相変わらず、人気の高いMX Linuxですが、今回リリースされたMX Linux 18.3は、もしかするとDebian StretchベースのMXとしては最後となるリリースの可能性もあります。

ベースとなるantiXが、既にDebian BusterをベースとしたantiX 19に舵を切っているためですが、Debianベースもそろそろ次期stable/testingを睨んだ開発を行ってきている事は間違いない所です。次期Debian stable Busterがいつ出てくるのか・・これは一切事前のアナウンスは無いため、はっきりした事は言えませんが、開発状況を見る限りもう間もなくという雰囲気を醸しだしています。
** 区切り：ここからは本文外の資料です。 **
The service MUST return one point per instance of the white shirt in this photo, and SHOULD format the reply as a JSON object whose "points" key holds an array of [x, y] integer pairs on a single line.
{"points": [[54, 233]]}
と言う事で、今回はantiX 17.4.1/Debian 9.9ベース・・MX Linuxの最新版・・MX Linux 18.3を取り上げます。また、既に投稿した通りPeppermint 10がリリースされたわけですが、Peppermint OSに含まれるice-ssb-managerもバージョンがあがり、ice-ssb-managerのDebファイルもアップデートされ、最新のice-ssb-managerのダウンロードサイトが新たに作られています。

このため、MX Linux 18.3上に最新のice-ssb-managerをインストールし、MS office online及びgoogle calendar機能をMX linux 18.3上に作る事によって、最新のice-ssb-managerの取得、設定といった所も今回触れていきます。


1.概要

1)ベース:antiX 17.4.1/debian 9.9

2)デスクトップ環境:Xfce 4.12

3)カーネル:4.19.0-5

spectre/meltdown等 HW脆弱性緩和策適用度は・・
優秀な状況です。無論、上記スクリーンショットのように、MDSにも対応済み。。

2.インストール

この流れは、本ブログのMX Linux 18に関する投稿記事と同じです。
https://www.linux-setting.tokyo/2018/12/mx-linux-18debian-base-mx-linux.html

おおまかな流れをスクリーンショットで・・
まずは、MX Linux 18.3のインストールメディアでブートし、ブート直後の画面でLanguageをEnglishから日本語へ変更します(F2キーを押下して・・)。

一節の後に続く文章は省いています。